Bring sufficient food and water. There are possibilities to stop for food or drink, but not really for supplies. Müllerthal has the two hotel restaurants and it may be possible to buy items at the campground. Berdorf also has a couple hotel restaurants. I didn’t see any supermarket but it seemed big enough to have one. Scheidgen has at least one hotel restaurant which I could see passing by. But there is absolutely zip in between these places.
The trail is well-marked and in great condition. I cannot imagine a trail of this type that is easier on the feet. Slopes are almost always supplemented with steps.
There are a couple of nice viewpoints. One overlooking Echternach and one between Berdorf and Müllerthal at the Gorges au Roitzbachschlüff.
Here is my only complaint. You don’t necessarily need the trail signs to follow the way. You can simply follow the discarded wet wipes. There are no bathroom facilities except in the aforementioned towns. There is a public WC in the tourist office in Müllerthal. I know I have the luxury of being a guy and pissing without the need of sanitary assistance. I don’t want this to end up being misconstrued as a sexist complaint, but in many places you cannot go 20m on this trail without seeing a discarded wet wipe. Literally. Be careful exploring around the rocks because guaranteed you will find areas that are used frequently and have become a veritable dumping ground for wet wipes and feminine hygiene products. As bad as this sounds, it doesn’t take away from the overall effect of the beauty of the hike. Just make sure you can see where you are landing if you are climbing down from some rocks.

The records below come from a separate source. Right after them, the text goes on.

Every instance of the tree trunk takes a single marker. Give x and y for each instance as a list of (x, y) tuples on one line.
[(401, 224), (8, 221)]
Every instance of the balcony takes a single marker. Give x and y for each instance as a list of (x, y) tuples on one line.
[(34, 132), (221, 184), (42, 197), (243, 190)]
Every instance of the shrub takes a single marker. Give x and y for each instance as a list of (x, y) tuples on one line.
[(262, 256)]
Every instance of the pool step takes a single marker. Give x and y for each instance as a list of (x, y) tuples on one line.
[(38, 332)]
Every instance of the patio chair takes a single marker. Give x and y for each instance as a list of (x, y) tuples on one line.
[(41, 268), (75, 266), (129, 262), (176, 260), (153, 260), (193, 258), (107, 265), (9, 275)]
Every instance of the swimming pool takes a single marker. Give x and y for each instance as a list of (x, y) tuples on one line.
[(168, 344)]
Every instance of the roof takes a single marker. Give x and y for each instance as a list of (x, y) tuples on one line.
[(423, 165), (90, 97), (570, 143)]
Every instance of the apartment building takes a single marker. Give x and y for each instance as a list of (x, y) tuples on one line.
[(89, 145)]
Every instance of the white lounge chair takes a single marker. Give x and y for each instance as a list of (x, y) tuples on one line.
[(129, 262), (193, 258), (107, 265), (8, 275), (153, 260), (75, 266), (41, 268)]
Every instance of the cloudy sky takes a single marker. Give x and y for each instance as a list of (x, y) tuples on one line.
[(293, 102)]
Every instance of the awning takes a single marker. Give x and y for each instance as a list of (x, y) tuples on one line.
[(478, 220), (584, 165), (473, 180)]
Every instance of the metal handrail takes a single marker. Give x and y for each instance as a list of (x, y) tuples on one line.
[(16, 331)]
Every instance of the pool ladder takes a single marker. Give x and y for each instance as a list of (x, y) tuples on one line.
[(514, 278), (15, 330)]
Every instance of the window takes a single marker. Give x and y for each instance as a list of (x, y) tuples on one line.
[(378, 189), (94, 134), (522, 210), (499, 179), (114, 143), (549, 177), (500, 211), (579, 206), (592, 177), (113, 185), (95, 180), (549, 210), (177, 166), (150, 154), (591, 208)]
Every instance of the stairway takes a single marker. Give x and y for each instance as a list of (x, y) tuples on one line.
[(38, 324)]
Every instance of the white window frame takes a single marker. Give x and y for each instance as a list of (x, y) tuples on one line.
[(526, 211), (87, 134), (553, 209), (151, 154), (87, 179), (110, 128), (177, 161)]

|Starting Point||CR118 Parking Area|
|Total Distance||37.0 km|
|My Moving Time / My Total Time||8 hr 1 min / 9 hr 53 min|
I am pretty sure that when people talk about the Müllerthal Trail, it is Route 2 that comes to mind. It is 37km of pure magnificence.
The question is now, Will I return to do Route 3? Well it kind of feels like a trilogy of books where you’ve lent one of them out and now the open space on the bookshelf is standing out like a sore thumb. I guess a little OCD is bubbling to the surface again. So it is not a question of Will I but When. Luxembourg is still an orange zone which means I have to yet again go get a Covid test (same as after Route 1). Route 2 was worth all the trouble but I am thinking Route 3 might have to wait for this pandemic to pass or the color to change to green. Two sticks thrust deep into the sinuses is enough for the time being. And if it ever turns out that Route 3 is actually even nicer than Route 2, then my apologies to Barry Gibb and the others for the false comparison. Thank you for reading and please be safe and healthy.